As a trainer and mentor – and mentoring is a large part of leading a development team – I choose to lead by example because, after 3 decades working with developers, I’ve found that to be most effective. Don’t tell them. Show them.

This puts an onus on lead developers to do the legwork when new ideas and unfamiliar technologies need to be explored. If you need to get your legacy COBOL programmers writing unit tests, then it’s time to learn some COBOL and write some COBOL unit tests. This is another kind of leading by example. Getting out of your comfort zone can serve as an example for teams who are maybe just a little too comfortable in theirs.

And this extends beyond programming languages and technical practices. If you believe your team need a better work-life balance, don’t mandate a better work-life balances and then stay at your desk until 8pm every day. Go home at 5:30pm. Show them it’s fine to do that. Show them it’s fine to learn new skills during office hours. Show them it’s fine to switch your phone off and not check your emails when you’re on holiday. Show them that you don’t marginalise people on your team because of, say, their gender or ethnic background. Show them that you don’t act inappropriately at the Christmas party. Show them that you actively consider questions of ethics in your work.

Whatever it is you want the team to be, that’s what you need to be, because there are far too many people saying and not doing in this world.

Are Only 1 in 4 Developers Trusted?

Following on from my previous post about Trust & Agility, I ran a straw poll on the @codemanship Twitter account as a sort of litmus test of how much trust organisations put in their developers.

A new monitor is a decision of the same order of magnitude of risk of the proverbial “$100 decision” that I’ve used for many years now when assessing the capacity for trust – and therefore for decentralised decision-making – that agility requires.

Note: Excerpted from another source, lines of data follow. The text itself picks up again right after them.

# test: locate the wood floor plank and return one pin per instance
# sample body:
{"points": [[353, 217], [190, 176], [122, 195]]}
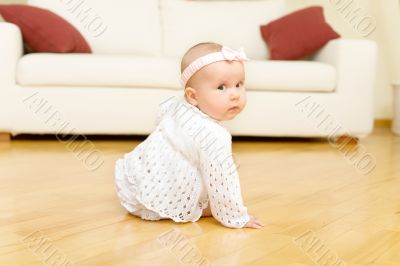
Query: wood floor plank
{"points": [[307, 192]]}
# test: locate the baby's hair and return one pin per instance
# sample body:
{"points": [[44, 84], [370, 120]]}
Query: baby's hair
{"points": [[197, 51]]}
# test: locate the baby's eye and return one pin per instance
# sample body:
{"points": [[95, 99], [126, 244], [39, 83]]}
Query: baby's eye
{"points": [[221, 87]]}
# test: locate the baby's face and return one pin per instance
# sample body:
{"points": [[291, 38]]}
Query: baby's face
{"points": [[220, 91]]}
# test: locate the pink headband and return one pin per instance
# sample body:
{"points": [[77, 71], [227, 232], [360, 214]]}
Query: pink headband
{"points": [[225, 54]]}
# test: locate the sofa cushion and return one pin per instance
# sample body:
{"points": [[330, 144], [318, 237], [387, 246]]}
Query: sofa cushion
{"points": [[163, 72], [298, 34], [98, 70], [44, 31], [231, 23], [112, 27], [303, 76]]}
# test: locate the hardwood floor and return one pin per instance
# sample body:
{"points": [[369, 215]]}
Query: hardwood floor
{"points": [[318, 205]]}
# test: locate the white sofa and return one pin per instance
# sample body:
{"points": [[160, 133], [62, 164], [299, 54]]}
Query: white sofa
{"points": [[134, 67]]}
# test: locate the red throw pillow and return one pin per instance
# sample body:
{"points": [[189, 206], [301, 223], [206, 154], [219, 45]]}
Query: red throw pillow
{"points": [[297, 34], [44, 31]]}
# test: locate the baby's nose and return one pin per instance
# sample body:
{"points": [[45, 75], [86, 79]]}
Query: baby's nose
{"points": [[234, 94]]}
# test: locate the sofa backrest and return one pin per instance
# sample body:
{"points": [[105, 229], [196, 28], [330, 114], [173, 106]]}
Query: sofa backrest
{"points": [[231, 23], [117, 27]]}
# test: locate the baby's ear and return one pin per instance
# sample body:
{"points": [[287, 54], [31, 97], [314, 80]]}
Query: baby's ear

If I wanted a new monitor for my home office, that would be entirely my decision. There was, of course, a time when it would not have been. That was when I was a child. If 13-year-old me wanted a new monitor, I would have had to refer that decision up to my parents.

When I got jobs, I made my own money and bought my own monitors. That’s called “being a grown-up”.

I’ve worked in organisations where even junior developers were handed corporate credit cards – with monthly limits – so they could “just go get it”, and not bother management with insignificant details. Smaller decisions get made when they need to be made, and they don’t get caught in a bottleneck. It really works.

So why are 3 out of 4 developers still not trusted to be grown-ups?

UPDATE:

A few people have got in touch giving me the impression that they took this to be literally about buying monitors or about company credit cards. These are just simple examples. They indicate a wider problem often. Developers who I’ve seen wait weeks for a monitor, or a laptop, or a software license, have tended to be the ones who “wanted to do TDD but weren’t allowed”, or who “wanted 20% but the boss said ‘no’ “, or who wanted to go to a conference but it was denied. These tend to be the teams that can’t self-organise to get things done. In my 20 years’ experience of Agile Software Development, the correlation has been very close between teams of developers who have to ask permission for a new monitor – just as an example (IT’S NOT ABOUT BUYING MONITORS!) – and teams who have to ask for permission to automate deployments or to talk to the end users directly.